HipKitty from Antioch a suburb of Nashville, Tennessee is building some excellent tonal sounding effect pedals, know in the industry by some top players, Vince Neil (Motley Crue), Marc Ford (Black Crowes), Pete Loeffler (Chevelle), Slaughter... click on a sound file below to hear what all the buzz is about!
In their workshop everything from board etching, populating, point to point wiring, enclosure drilling and finishing is done in house and by hand. The only thing that is subed out is the cabinets for their amplifiers.
They're now getting ready to beta test a new distortion pedal and are in the R & D process to add two new tube amps to their amp line.
I'm "the guy" that started HipKitty, does the R & D work and production work for our pedals and amp lines. My wife Toni, besides being my business partner, is the person behind the finished work designs and customer service.
I have been doing tube amp repair and modifcations since the late 70's. All of my repair work is word of mouth in order to keep the workload from interferring with the pedal and amp production and R & D.
I taught myself electronics by way of books, trial and error and a little outside guidance from my Stepfather, a retired aeronautical engineer. This began because of the want to repair, re-tube and bias my own tube amps and the desire to own pedals that I just couldn't afford as a kid.
The amp tinkering began back in the late 70's. My first "formal" creation was a stereo headphone amp to be used in conjunction with a mixing console. I built this during down time at a rural ambulance station when I worked as a Paramedic. I read a lot of rather dry tech books during the down times and would exercise my reading into true application once at home.

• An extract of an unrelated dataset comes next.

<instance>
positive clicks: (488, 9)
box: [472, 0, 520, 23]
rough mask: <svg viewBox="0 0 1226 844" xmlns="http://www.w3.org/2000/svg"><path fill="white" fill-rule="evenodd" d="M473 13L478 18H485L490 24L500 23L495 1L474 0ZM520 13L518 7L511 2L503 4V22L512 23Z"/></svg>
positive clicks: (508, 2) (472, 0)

My first pedal, the Java Distortion, was built entirely for my use; I never imagined nor intended to market to anyone else. I needed a distortion pedal that I could take to band rehearsals, use my Fender Champ and have a clean (true by-passed) sound, an adjustable rhythm distortion and a third option of the full distortion with added 12db boost at output so I could hear myself solo over the drummer. By accomplishing this feat, I felt confident that I could R & D other ideas and did so.
Word of mouth pushed me to build and sell the pedals that I built for myself to my friends, their friends and acquaintances. I had, in fact, completed quite a bit of R & D work and was building up a small line of pedals long before offering them to the mass public. Though initially I wanted to build the stuff I couldn't afford as a kid, something inside pushed me not to copy other builder's works.
It wasn't until I was "public" (with a website offering direct sales only), that I had and completed a request to build a copy of a TS-808 with true by-pass in one of my enclosures. I did this as a favor to an artist and it remains the only pedal that I've ever done like that. I have done re-housing of mass produced pedals converting them to true by-pass, but now direct that kind of work elsewhere to allow me to concentrate on my own designs and their production.
I don't think that I made an honest, conscious decision to build effect pedals until I moved to Nashville, Tennessee where I became connected to National and International artists whom gave me very positive feedback and continued recommendations that I make it a full time business.
It was not hard for me to design my first effect pedal, the hard thing was acquiring the proper parts that were of high quality. Now, they are readily available, but back then, they weren't. Each effect has worked as designed but of course, there is the R & D process needed to work out the bugs.
Local bands saw me using the pedals on stage and this is how it "blew up" for me, my promotion initially was by word of mouth.